En la poesía romántica y sobretodo en nuestro paupérrimo romanticismo chileno, hay un núcleo retórico que se asocia con nuestra expresión. Es el clisé harto simple y conocido, de la flor mustia. En relación con él, la novedad de Pezoa consiste apenas en operar un mínime desplazamiento, en virtud del cual, sin embargo, el poema instaura un cambio radical de percepción. No son ya las flores las mustias, como quiere la letanía romántica; lo mustio es el agua, precisamente el vehículo de la fertilidad. Pues el agua de Tarde en el hospital no es clara ni pura ni vivificante: eso es lo que dice, por inversión del paradigma romántico, la palabra mustia. De este modo, la expresión de Pezoa es una metonimia (del efecto a la causa), pero no limitada a las fronteras del texto linguístico, sino relativa a un módulo histórico-literario que Pezoa, al sobrepasarlo, varia de sentido. La idea romántica de las flores mustias —en Eusebio Lillo, en Guillermo Blest Gana, en José Antonio Soffia— no era sino una constante elegía a la belleza muerta. La flor era,
desde ese punto de vista, una víctima inocente del tiempo, concebido como factor externo y cruel para la subjetividad romántica. No es esto lo que se lee en Tarde en el hospital. Aquí, la realidad insistente del agua se nos revela a la vez mustia y grácil, con valores antitéticos de pesadez y levedad, como si ambos fueran aspectos de un mismo drama cuya significación nos permanece todavía secreta.

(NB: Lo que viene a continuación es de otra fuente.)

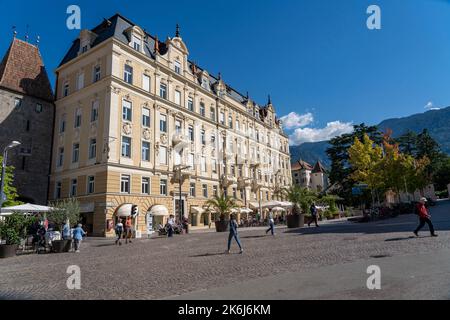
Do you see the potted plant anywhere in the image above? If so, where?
[47,198,80,253]
[0,213,33,258]
[207,193,237,232]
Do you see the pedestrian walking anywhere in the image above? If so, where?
[73,223,86,252]
[227,214,244,253]
[114,219,123,246]
[125,217,133,243]
[308,202,319,227]
[167,214,175,237]
[414,198,437,237]
[266,212,275,236]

En otro plano, y garantizando la unidad substancial que expresan los dos términos, se establece en el poema una sinonimia profunda, fonéticamente fundada, entre agua mustia y lluvia. Ambas son asonancias, explícitas o latentes, del centro material del poema. Como veremos, la posibilidad de la conexión descansa en el juego de similicadencias, en la presencia y liquidez de los diptóngos átonos en ... ia.

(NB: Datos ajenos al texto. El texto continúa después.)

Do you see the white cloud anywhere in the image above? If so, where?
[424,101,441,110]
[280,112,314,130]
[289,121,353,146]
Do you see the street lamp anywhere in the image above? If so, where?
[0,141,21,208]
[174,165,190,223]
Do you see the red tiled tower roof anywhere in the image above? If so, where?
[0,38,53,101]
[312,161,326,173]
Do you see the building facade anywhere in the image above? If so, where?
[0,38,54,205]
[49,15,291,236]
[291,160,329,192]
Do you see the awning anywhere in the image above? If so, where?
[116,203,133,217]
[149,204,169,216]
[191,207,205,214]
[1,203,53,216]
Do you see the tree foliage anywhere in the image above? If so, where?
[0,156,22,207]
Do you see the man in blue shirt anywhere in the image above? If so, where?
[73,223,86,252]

Visiblemente el poema es un trenzado muy fino de rimas, de desinencias variadas y sonoras, que repiquetean como el caer de la lluvia. Son rimas consonantes y, como dice la fórmula consagrada de la retórica, rimas ricas por el entremezclamiento de elementos gramaticales diversificados. Sin embargo, ya hace pensar el que la repetición de idénticos sonidos en varias estrofas empobrezca marcadamente esta impresión. Junto a ello, la reiteración deliberada de palabras en tan corto espacio, con el fuerte efecto de monotonía que logra, nos advierte que lo que el poeta intenta no es otra cosa que ostentación de pobreza. Es decir, las rimas ricas, con el perfil grácil de sus cadencias, contrastan con el panorama gris, de pobreza uniforme, que el poema nos entrega. Y es que el desiderátum sonoro del poema no pasa por los artificios preciosos, sino que consiste en una busca tenaz de asonancias —esa música más sencilla, monocorde, que Pezoa admiraba en su estrofa preferida, el romance. Se trata, entonces. de un nuevo hibridismo de Tarde en el hospital, que aunque envuelto en metros de pie quebrado (especie de lejana imitación, en arte menor, de formas sáfico-adónicas), tiende en el fondo al estrofismo fijo de una composición más popular, situada en la poesía de sus orígenes (Pezoa comenzó escribiendo coplas de ciego) y en los orígenes históricos de la poesía castellana. Reivindicación de la asonancia contra el ornato de las rimas ricas, apología del romance contra la proliferación métrica contemporánea, esta poesía está solitaria en esos años, se yergue como una isla en medio de la poesía chilena de ese tiempo. En el comienzo del presente siglo, nadie escribe de esta manera entre los poetas chilenos.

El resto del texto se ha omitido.